At a time when all the world’s eyes and ears are on peace talks with North Korea, it is interesting to note the Korean Queen Min’s assassination back in 1895 is still of interest and trending online. “Part of the reason why there is so much interest in Empress Myeongseong is this popular ‘Queen Min’ was killed by stabbing with a knife. The a new conspiracy theory today in 2018, good Queen Min was murdered by “a band of ruffians” said to be both Koreans and Japanese; while famed historian Clarence Norwood states in his book, “Hulbert’s History of Korea,” that the Queen’s assassin was believed to be linked “by the Japanese minister to Korea.”
Queen Min was a political power player
The detailed history of King Lojong and his wife, Lady Min or Queen Min, is very interesting in wake of current peace talks between North and South Korea and nearby Japan. While Japanese history states that there’s always been “cultural tensions between Korea and Japan,” the Japanese government has refused to confirm if, in fact, one of his government officials played a role in the infamous 1895 killing of Korea’s beloved queen. In fact, it is well-known in Korea’s national history that Queen Min was heart-broken after her own child, Wnja, passed away just after giving birth back in 1871. In response, the queen became “more political,” states Korean history texts “because Queen Min wanted to help King Kojong with his rule when it involved issues impacting Korean women and family members.”
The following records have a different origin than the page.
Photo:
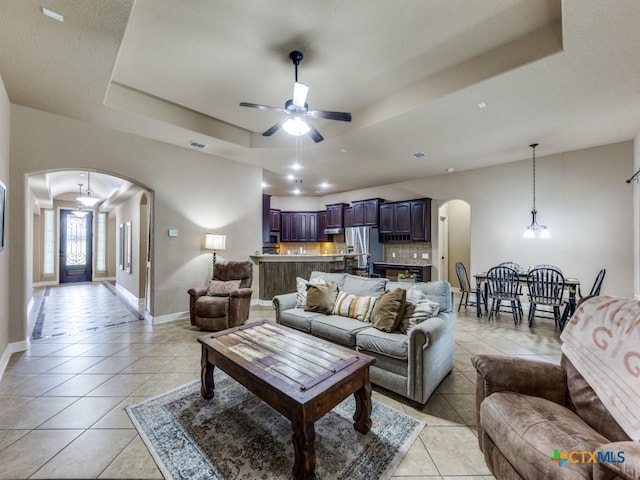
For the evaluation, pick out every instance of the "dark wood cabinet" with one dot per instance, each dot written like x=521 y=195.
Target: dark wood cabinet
x=335 y=215
x=365 y=212
x=408 y=221
x=386 y=219
x=421 y=220
x=348 y=217
x=274 y=220
x=322 y=224
x=402 y=218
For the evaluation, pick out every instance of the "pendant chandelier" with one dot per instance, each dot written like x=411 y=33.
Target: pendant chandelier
x=88 y=200
x=534 y=230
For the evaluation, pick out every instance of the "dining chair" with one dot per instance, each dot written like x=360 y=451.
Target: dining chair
x=503 y=286
x=546 y=288
x=465 y=286
x=597 y=285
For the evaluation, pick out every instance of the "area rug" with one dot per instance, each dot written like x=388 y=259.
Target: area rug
x=237 y=436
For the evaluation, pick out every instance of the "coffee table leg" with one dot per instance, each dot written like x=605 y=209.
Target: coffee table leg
x=304 y=445
x=362 y=417
x=206 y=375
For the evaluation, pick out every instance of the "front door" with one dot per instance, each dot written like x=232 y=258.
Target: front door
x=75 y=247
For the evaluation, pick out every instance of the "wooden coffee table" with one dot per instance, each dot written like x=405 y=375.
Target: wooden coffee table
x=301 y=376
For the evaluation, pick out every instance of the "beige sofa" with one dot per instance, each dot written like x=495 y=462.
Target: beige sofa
x=411 y=365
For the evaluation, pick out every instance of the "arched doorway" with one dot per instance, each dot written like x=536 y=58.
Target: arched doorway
x=454 y=238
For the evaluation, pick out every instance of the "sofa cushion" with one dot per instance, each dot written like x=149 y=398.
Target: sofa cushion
x=298 y=318
x=392 y=344
x=212 y=306
x=584 y=401
x=389 y=309
x=337 y=278
x=527 y=430
x=220 y=288
x=321 y=298
x=364 y=286
x=301 y=289
x=352 y=306
x=439 y=292
x=337 y=329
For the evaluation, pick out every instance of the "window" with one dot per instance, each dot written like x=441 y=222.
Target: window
x=48 y=267
x=101 y=243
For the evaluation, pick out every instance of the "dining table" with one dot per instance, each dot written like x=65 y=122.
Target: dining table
x=482 y=290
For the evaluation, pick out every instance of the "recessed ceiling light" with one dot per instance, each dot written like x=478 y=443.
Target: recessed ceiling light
x=52 y=14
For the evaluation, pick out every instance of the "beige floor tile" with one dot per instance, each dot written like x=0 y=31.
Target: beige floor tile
x=118 y=417
x=78 y=386
x=83 y=413
x=437 y=411
x=416 y=462
x=135 y=461
x=33 y=412
x=113 y=364
x=121 y=385
x=454 y=450
x=29 y=453
x=76 y=365
x=88 y=455
x=161 y=383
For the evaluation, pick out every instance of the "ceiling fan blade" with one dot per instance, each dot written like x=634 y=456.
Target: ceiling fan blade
x=274 y=129
x=263 y=107
x=315 y=134
x=300 y=91
x=341 y=116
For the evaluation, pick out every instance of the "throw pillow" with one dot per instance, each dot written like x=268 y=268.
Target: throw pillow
x=301 y=290
x=388 y=310
x=415 y=313
x=321 y=298
x=218 y=288
x=352 y=306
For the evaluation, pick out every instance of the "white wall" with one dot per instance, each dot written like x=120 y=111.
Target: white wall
x=5 y=116
x=193 y=192
x=582 y=196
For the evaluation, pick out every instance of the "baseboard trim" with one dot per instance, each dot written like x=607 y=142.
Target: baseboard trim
x=12 y=348
x=168 y=318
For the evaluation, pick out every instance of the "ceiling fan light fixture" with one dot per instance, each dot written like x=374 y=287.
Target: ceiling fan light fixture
x=296 y=126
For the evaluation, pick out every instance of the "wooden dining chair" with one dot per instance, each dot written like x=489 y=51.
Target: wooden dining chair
x=546 y=288
x=503 y=283
x=465 y=286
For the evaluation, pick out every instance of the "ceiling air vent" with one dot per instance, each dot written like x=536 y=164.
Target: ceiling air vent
x=199 y=145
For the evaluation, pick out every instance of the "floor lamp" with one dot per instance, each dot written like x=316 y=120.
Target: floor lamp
x=214 y=241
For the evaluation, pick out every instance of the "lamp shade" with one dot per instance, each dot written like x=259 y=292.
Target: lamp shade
x=215 y=241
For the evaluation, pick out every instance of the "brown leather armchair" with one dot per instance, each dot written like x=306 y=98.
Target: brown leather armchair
x=229 y=310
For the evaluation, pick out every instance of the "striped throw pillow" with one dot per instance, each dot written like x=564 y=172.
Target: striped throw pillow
x=352 y=306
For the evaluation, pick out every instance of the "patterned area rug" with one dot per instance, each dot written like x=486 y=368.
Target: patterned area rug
x=237 y=436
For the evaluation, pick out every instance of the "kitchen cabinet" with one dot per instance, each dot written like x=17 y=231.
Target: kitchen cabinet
x=365 y=212
x=348 y=217
x=335 y=215
x=298 y=226
x=274 y=220
x=407 y=221
x=322 y=224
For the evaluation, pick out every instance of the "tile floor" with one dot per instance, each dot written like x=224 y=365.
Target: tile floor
x=62 y=402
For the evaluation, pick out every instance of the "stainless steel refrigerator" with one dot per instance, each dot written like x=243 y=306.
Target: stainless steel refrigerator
x=365 y=242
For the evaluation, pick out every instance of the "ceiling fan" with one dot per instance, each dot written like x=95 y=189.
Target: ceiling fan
x=297 y=110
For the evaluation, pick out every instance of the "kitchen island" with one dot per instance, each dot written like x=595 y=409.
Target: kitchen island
x=278 y=272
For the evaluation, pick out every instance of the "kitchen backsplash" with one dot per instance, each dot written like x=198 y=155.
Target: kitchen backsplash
x=407 y=253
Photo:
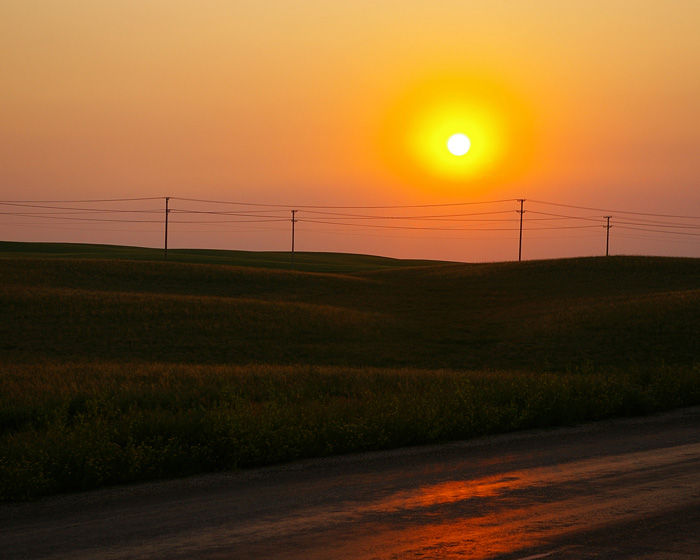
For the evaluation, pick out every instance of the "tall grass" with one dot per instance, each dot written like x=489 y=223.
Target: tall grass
x=67 y=427
x=114 y=371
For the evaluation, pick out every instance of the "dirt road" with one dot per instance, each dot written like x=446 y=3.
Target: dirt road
x=616 y=489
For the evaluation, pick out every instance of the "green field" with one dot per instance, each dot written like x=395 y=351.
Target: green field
x=118 y=367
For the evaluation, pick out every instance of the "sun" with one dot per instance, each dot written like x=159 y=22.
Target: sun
x=458 y=144
x=457 y=133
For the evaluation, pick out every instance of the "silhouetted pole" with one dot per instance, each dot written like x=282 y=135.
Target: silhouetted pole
x=167 y=211
x=607 y=236
x=520 y=244
x=294 y=221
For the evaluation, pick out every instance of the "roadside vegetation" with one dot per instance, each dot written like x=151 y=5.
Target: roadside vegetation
x=120 y=370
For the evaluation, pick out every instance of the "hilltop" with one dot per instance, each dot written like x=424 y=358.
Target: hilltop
x=567 y=313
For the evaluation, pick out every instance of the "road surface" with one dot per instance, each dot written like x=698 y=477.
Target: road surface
x=616 y=489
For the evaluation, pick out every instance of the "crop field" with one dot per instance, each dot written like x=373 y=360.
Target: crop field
x=118 y=367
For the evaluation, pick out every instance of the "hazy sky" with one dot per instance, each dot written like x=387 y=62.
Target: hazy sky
x=590 y=104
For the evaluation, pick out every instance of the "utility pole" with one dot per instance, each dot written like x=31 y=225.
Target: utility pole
x=520 y=244
x=167 y=211
x=294 y=221
x=607 y=236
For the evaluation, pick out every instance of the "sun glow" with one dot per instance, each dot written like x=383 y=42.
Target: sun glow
x=455 y=133
x=458 y=144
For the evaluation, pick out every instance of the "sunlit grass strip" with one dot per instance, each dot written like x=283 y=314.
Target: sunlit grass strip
x=66 y=427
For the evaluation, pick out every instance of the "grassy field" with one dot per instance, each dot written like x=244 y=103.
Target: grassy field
x=117 y=367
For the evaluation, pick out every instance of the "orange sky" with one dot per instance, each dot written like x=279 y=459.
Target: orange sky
x=591 y=104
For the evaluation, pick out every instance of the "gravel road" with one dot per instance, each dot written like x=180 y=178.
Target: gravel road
x=616 y=489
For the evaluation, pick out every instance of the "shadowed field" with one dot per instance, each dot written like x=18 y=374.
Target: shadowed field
x=126 y=368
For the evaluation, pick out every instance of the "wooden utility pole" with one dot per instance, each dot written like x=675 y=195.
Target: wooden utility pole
x=294 y=221
x=167 y=211
x=520 y=244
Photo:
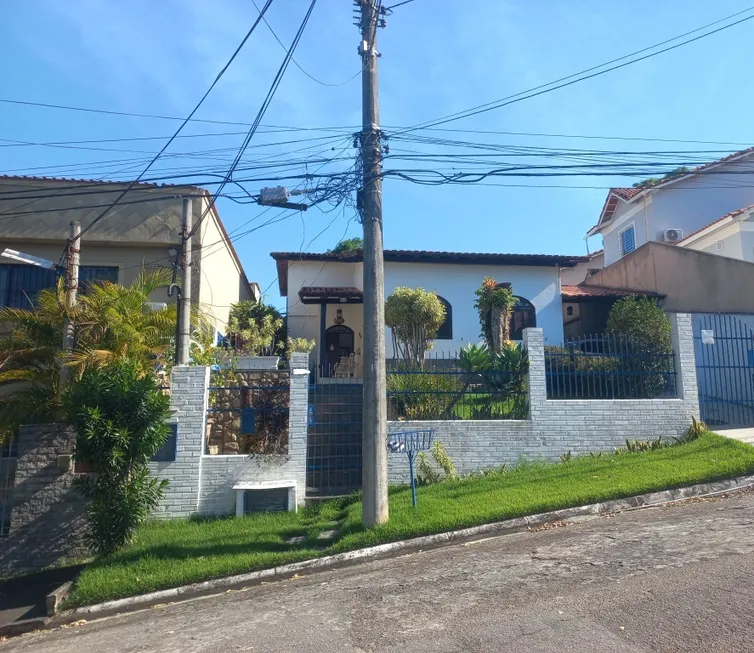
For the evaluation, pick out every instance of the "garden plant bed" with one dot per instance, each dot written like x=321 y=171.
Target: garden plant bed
x=177 y=552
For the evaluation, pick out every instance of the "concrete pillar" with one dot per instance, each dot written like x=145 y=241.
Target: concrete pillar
x=534 y=344
x=682 y=336
x=297 y=421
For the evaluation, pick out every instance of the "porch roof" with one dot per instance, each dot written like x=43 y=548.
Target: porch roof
x=588 y=293
x=330 y=295
x=421 y=256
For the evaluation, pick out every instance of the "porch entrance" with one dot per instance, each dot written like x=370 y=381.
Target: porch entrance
x=724 y=348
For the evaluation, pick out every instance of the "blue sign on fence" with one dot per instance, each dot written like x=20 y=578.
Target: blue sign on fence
x=248 y=421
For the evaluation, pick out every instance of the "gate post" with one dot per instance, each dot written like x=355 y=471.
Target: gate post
x=682 y=337
x=297 y=420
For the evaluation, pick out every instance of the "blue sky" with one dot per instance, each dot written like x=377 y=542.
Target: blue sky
x=439 y=56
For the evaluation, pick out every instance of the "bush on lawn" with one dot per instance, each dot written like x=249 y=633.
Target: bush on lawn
x=119 y=415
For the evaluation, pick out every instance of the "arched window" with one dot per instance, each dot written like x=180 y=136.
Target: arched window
x=523 y=315
x=445 y=332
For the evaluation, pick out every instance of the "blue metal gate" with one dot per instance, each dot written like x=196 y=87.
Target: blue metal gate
x=724 y=348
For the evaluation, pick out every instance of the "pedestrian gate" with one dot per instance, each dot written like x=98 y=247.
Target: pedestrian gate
x=724 y=348
x=333 y=457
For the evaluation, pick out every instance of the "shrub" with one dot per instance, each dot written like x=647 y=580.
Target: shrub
x=414 y=315
x=422 y=395
x=494 y=302
x=119 y=416
x=646 y=329
x=255 y=328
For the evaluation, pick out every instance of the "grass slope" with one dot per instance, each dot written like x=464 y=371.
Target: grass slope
x=170 y=553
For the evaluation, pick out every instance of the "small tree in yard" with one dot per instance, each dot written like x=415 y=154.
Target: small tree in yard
x=494 y=302
x=119 y=416
x=642 y=321
x=414 y=315
x=646 y=329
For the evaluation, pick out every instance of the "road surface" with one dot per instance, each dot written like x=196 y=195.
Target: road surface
x=673 y=579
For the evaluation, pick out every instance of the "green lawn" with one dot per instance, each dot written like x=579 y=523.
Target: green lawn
x=171 y=553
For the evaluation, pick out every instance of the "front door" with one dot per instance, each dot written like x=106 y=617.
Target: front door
x=339 y=343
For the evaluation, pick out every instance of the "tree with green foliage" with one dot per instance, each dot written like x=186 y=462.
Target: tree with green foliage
x=642 y=321
x=494 y=303
x=110 y=323
x=255 y=328
x=646 y=332
x=119 y=414
x=347 y=246
x=414 y=316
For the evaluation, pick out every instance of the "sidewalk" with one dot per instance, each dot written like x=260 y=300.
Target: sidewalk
x=745 y=434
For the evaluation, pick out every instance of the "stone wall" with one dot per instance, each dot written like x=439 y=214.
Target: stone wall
x=48 y=517
x=558 y=426
x=203 y=484
x=265 y=391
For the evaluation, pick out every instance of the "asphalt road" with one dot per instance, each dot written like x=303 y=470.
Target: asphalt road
x=673 y=579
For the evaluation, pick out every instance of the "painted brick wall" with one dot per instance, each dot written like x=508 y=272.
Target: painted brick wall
x=203 y=484
x=220 y=473
x=558 y=426
x=48 y=517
Politically savvy Queen Min remembered
There are many fans of Queen Min in both North and South Korea today. For example, there are very exciting stories from that period in Korean national history that speaks of “corruption” and how a political upheaval, in the “Kapsin Year 1884” that resulted in the Royal Mins being removed from power until good Queen Min helped expose corruption in Seoul that the queen linked to Ch’ing China’s negative influence. This newly promoted history of Korea from the 19th century speculates that it may have been someone from China and not Japan who actually committed the stabbing of the queen. Still, the jury is out on who killed Queen Min because the government officials in China and Japan both are keeping mum, or quiet, about who may have assassinated this rising “Queen of the Korean People.”
Overall, there will continue to be theories about who killed Queen Min because “we live in a heated political time when leaders in China and Japan do not want to admit to anything that will upset their Korean allies who trade goods with them,” explained Korean historians in various college history texts of Asia in the 19th century. The consensus is Queen Min’s killer “may have been known to the queen and even the king,” while it is truly difficult today, some 123 years after Queen Min’s killing to known exactly who did the deed in a country where such violence is not soon forgotten.